Scoopi Cluster

Scoopi Cluster scale horizontally by distributing tasks across the cluster nodes. It is designed to run in various environments; in bare JVM or in Docker containers or even on high end container orchestration platforms such as Kubernetes. Scoopi Cluster uses Hazelcast IMDG, a fault-tolerant distributed in-memory computing platform, as its clustering library.

Let’s see Scoopi Cluster in action with multiple JVM on single host.


Download the latest release zip file from GitHub Scoopi Releases and extract the zip file to some location.

By default, Scoopi runs in solo mode. Change to cluster mode via scoopi.cluster.enable config in conf/ Optionally, change scoopi.defs.dir from quickstart example to ex-13.



By default, we have to run three instance of Scoopi to form the cluster. Open two terminals, change to folder where the Scoopi release zip is extracted, and run following command in each terminals. Wait till Cluster boots up and shows the message: wait for cluster quorum of 3 nodes, timeout 60.

java -cp module/*:conf:. $JAVA_OPTS org.codetab.scoopi.Scoopi

Scoopi will not proceed further as we have started just two instances. Open one more terminal, change to Scoopi installation folder and run following command.

JAVA_OPTS="-Dscoopi.cluster.config.file=/hazelcast-tcp.xml "

java -cp module/*:conf:. $JAVA_OPTS org.codetab.scoopi.Scoopi

It starts the third instance with metrics server enabled. Once third instance boots up, cluster is formed and scoopi proceeds and completes the example and the output folder will have scraped data. The metrics server is optional and you can very well start the third instance disabling it.

Once you have three node cluster up and running, you can start any number of lightweight client instances with following command.

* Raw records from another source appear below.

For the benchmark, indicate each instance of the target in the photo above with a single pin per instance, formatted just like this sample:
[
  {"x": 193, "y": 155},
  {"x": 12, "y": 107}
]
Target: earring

JAVA_OPTS+=" -Dscoopi.cluster.config.file=/hazelcast-client.xml"
java -cp module/*:conf:. $JAVA_OPTS org.codetab.scoopi.Scoopi

Clients are lightweight Hazelcast instances that doesn’t hold any distributed data structures, instead fetch jobs from servers and run them, whereas server holds and distributes the jobs among other servers in cluster and also, run scrape jobs.